Enquanto o primeiro julgamento estadual relacionado com a epidemia de opioides (analgésicos que provocam dependência e causam uma epidemia de overdoses nos nos Estados Unidos) começa em no estado de Oklahoma nesta terça-feira (28), as famílias que perderam entes queridos por overdose de opioides veem uma chance de responsabilizar as empresas farmacêuticas após anos de espera por uma indenização.

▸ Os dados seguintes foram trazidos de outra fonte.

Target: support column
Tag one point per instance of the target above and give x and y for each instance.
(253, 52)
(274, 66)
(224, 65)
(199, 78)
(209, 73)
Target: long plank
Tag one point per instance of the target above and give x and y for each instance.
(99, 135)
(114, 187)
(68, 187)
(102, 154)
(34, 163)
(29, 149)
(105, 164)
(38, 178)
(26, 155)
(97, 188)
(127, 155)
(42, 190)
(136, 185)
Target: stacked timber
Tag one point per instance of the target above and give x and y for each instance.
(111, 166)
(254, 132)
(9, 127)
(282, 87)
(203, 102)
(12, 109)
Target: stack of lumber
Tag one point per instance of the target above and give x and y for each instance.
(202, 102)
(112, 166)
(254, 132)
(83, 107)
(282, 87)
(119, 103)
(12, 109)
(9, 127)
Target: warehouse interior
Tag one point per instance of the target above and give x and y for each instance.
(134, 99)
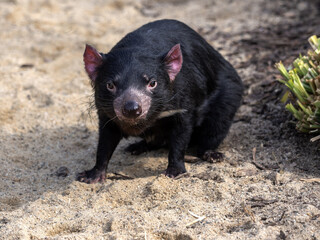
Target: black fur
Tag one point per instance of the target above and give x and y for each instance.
(207, 88)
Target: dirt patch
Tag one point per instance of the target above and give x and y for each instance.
(267, 186)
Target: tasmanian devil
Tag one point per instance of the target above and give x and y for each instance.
(165, 84)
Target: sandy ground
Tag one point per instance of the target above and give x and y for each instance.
(265, 189)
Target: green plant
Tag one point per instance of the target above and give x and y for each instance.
(303, 80)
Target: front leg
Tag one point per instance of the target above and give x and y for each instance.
(179, 140)
(109, 137)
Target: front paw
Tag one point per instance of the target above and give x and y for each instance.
(92, 176)
(173, 172)
(212, 156)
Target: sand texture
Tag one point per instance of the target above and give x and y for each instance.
(267, 187)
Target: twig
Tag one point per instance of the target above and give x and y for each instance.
(259, 166)
(199, 218)
(310, 179)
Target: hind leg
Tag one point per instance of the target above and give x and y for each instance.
(217, 119)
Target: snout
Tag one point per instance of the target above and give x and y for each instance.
(131, 109)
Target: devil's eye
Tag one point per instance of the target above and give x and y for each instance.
(111, 87)
(152, 84)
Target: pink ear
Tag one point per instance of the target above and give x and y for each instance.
(173, 61)
(92, 60)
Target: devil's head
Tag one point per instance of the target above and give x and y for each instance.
(131, 87)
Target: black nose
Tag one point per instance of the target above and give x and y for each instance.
(131, 109)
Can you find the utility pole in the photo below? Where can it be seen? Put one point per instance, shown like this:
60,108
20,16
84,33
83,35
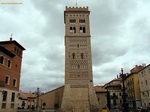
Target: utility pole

Gail Box acompanhará o julgamento com atenção, mas ela não estará no tribunal em Norman, a cidade onde ela interagiu pela última vez com seu filho Austin em maio de 2011, quando ele se formou na Universidade de Oklahoma. Cinco dias depois, ele estava inconsciente em um hospital após uma overdose. Foram encontrados em sua corrente sanguínea cinco analgésicos prescritos e um medicamento ansiolítica. Ele morreu no mesmo dia, aos 22 anos.
"Eu simplesmente não posso ir lá", disse ela sobre a cidade onde seu filho jogava no time de futebol americano da universidade. "É muito doloroso para mim ir para lá."

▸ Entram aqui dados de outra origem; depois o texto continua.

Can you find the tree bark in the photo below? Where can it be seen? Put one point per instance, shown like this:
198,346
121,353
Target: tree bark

Box está convencida de que uma punição financeira rígida contra as empresas farmacêuticas fornecerá a responsabilização pela morte do filho, bem como fornecerá tratamento e outros serviços que os usuários de drogas precisam.

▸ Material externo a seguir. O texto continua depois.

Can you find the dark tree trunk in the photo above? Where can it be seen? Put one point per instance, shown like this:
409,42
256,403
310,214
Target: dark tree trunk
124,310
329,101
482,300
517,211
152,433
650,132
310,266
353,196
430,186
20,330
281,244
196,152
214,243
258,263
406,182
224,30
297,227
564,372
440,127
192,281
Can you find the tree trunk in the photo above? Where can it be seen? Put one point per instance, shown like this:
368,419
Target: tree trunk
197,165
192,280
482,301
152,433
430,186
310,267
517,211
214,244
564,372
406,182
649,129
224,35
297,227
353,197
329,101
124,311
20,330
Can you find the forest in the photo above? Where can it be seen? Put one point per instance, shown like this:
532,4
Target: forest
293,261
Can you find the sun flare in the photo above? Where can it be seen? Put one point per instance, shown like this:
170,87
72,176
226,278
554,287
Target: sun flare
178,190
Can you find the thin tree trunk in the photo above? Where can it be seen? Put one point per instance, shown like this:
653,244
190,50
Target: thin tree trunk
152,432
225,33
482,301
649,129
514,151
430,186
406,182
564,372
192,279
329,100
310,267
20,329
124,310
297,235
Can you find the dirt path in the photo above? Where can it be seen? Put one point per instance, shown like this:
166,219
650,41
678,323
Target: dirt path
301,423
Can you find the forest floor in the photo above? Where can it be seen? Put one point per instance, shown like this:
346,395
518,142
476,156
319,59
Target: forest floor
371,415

"Isso não vai curar meu coração partido", disse ela. "Isso não vai me impedir de chorar pelo meu filho. Mas espero que isso impeça o luto pelos filhos e filhas de outras pessoas."
Muita coisa mudou desde que o procurador geral de Oklahoma, Mike Hunter, processou três empresas farmacêuticas e suas subsidiárias 23 meses atrás, alegando que elas são as responsáveis pela situação de calamidade causada pelos opioides no país.
O personagem central da epidemia de opioides, a Purdue Pharma, fez um acordo de US$ 270 milhões com o estado e não será julgado no tribunal do juiz Thad Balkman. No domingo, um segundo réu, a Teva Pharmaceuticals, fez um acordo fora do tribunal US$ 85 milhões. O estado retirou todas as acusações, exceto uma, contra a empresa remanescente – a Johnson & Johnson – e está definindo sua estratégia com base em um novo uso da legislação de Oklahoma.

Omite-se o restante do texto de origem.